Amadeus sings the praise of staying ahead of the curve, by building a sophisticated IT environment to create value for airport stakeholders.

Although IT solutions that make airports smarter are always welcome, there are plenty of low-tech improvements that airports should take on board. They are usually ignored by high-flying research and studies.

For example how many passengers prefer bus transfers to and from plane to arrival lounges?

At Bangkok’s Don Mueang airport, passengers are gifted a  grand tour as the bus weaves around the terminal piers and then backtracks to the bus bay and a door leading to the arrivals corridor.

Do passengers enjoy the complimentary site tour? Probably not, as it adds 10 minutes to the airport transfer experience and they are in a hurry.

Do airlines and airports brainstorm how they deal with young mothers travelling with toddlers?  They are usually carrying their child and balancing hand luggage, most of it needed to care for a baby in travel mode.

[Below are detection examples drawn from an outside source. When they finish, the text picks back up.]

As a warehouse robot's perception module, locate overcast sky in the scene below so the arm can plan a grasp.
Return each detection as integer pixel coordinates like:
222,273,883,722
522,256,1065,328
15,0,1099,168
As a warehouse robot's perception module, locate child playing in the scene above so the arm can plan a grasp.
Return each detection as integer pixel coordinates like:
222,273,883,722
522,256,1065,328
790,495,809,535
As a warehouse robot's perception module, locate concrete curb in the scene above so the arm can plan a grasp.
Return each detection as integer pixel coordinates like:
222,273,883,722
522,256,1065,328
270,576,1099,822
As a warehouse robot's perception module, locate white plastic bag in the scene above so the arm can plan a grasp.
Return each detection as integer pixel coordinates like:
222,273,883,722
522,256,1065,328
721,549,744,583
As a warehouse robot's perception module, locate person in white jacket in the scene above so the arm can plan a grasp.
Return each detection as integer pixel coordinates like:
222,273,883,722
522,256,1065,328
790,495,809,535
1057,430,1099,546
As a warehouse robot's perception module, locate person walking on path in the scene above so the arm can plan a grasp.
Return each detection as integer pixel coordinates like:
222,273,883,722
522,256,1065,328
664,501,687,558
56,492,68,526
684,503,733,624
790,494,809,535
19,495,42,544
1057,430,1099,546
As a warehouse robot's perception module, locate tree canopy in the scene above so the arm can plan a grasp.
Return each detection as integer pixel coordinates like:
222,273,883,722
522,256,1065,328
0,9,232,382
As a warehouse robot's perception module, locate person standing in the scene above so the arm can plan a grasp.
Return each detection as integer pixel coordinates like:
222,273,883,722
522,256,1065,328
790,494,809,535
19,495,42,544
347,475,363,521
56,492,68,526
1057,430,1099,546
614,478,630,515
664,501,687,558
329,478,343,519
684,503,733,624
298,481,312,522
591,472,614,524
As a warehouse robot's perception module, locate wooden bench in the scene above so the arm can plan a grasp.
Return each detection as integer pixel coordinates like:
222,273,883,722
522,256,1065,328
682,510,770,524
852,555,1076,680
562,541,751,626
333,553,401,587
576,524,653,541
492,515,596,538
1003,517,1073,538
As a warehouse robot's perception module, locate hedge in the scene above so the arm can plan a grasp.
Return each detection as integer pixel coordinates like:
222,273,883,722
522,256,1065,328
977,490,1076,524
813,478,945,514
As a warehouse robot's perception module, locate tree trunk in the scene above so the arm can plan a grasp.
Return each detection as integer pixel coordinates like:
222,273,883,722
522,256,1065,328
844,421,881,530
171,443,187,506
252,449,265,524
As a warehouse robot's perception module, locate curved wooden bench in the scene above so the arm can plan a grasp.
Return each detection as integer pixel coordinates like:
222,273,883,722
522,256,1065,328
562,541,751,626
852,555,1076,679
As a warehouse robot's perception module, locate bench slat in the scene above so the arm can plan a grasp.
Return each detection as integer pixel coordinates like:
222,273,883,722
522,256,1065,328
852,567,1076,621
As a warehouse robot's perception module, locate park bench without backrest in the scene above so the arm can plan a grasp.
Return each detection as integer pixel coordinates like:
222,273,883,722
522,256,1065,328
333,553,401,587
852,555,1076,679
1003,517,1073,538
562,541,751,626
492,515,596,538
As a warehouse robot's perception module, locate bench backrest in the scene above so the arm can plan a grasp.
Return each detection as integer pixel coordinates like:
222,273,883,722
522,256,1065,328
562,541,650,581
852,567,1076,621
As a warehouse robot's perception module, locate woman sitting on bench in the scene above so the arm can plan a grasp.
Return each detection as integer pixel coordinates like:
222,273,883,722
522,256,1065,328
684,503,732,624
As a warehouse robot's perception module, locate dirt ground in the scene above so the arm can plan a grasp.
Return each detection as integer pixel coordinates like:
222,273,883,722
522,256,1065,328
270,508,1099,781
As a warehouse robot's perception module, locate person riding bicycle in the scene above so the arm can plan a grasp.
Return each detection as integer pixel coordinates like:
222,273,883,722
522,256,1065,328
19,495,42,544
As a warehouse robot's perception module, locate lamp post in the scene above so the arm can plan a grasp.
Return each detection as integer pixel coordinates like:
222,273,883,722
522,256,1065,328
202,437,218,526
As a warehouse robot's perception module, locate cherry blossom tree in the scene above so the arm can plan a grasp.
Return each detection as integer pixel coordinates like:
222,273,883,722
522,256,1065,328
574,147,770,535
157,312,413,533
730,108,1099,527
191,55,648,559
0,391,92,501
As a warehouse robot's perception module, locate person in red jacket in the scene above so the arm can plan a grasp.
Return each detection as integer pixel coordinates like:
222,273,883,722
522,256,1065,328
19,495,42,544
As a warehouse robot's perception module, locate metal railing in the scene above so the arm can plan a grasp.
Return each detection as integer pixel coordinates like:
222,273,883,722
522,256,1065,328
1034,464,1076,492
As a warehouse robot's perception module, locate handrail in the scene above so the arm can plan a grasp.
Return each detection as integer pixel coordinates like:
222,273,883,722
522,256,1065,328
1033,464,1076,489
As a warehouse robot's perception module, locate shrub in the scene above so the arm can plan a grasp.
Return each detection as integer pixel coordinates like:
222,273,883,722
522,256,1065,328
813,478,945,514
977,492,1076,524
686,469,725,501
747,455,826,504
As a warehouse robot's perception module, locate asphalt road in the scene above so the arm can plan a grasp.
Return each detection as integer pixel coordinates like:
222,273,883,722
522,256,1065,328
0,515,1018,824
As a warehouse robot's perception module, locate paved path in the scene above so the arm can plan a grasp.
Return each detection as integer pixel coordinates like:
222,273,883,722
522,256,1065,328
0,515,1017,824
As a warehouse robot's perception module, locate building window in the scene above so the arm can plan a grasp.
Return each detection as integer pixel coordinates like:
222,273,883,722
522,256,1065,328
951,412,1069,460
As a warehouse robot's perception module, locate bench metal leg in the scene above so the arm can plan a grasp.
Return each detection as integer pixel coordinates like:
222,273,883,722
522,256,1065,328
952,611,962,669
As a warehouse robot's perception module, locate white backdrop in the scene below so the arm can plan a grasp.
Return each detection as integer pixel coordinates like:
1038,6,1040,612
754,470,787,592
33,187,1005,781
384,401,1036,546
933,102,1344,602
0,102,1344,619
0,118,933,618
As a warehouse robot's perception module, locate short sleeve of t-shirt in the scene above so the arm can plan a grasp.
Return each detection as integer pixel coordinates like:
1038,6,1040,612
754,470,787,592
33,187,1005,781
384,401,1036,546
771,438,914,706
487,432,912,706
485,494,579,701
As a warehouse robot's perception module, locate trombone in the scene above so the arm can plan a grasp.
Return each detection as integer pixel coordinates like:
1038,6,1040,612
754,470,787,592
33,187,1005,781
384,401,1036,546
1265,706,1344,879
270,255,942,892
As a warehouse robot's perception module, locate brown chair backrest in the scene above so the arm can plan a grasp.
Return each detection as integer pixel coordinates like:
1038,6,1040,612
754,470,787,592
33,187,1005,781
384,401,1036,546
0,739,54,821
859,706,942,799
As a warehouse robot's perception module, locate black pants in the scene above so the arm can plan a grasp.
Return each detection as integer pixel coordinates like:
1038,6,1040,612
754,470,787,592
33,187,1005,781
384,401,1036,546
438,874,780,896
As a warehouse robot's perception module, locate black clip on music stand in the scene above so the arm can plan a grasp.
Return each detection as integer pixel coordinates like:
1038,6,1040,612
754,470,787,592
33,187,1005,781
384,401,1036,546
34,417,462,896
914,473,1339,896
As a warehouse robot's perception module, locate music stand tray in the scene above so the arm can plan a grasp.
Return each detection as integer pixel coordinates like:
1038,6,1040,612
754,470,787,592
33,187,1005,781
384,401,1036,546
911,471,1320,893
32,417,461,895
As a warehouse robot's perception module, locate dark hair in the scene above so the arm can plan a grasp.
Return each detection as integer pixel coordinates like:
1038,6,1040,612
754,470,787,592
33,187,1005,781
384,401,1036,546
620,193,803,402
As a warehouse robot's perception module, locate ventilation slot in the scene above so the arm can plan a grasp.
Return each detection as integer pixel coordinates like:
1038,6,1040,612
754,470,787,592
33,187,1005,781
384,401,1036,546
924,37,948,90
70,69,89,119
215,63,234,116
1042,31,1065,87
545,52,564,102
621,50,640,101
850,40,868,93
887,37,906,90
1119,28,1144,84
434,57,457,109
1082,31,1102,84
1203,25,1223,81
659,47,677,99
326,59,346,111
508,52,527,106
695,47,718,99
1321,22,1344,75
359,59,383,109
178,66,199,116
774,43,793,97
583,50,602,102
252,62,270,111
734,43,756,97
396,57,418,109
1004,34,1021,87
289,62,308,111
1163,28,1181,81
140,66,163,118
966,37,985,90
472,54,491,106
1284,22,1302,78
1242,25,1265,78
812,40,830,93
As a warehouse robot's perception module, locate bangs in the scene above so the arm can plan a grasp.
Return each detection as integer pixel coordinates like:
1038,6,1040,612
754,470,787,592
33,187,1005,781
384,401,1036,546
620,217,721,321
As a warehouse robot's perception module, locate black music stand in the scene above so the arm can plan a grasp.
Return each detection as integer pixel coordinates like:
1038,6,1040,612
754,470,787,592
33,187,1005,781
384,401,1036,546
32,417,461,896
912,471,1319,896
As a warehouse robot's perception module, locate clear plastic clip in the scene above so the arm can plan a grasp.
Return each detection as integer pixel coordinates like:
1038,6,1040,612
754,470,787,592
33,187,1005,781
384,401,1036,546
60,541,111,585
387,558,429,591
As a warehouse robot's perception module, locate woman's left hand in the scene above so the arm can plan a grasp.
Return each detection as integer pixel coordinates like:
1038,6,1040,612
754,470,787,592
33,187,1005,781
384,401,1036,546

A crowded bus transfer and the long walk to immigration is a hardship that can actually escalate into a nightmare if an overflowing diaper needs changing. Where are the infant rooms?

Airlines need to restructure their offer for mothers with young children. If there must be a transfer from remote parking, give them a different more comfortable version such as a commuter van where they can sit rather than be jostled like cattle on an overcrowded bus. Treat them like business-class passengers, or disabled travellers. Give them respect.

In a perfect airport environment the bus transfer is obsolete, a mother with children would be given a golf cart transfer from gate to the immigration checkpoints with a pit-stop at an infants’ changing room if required.

I have yet to see an airline that claims it is toddler friendly from a mother’s perspective.

Buses and diaper stops, caring for mother and child fails to make it in research papers. Not a smart enough topic? That leaves mothers and children to muddle through airports in near crisis mode and that’s a shame.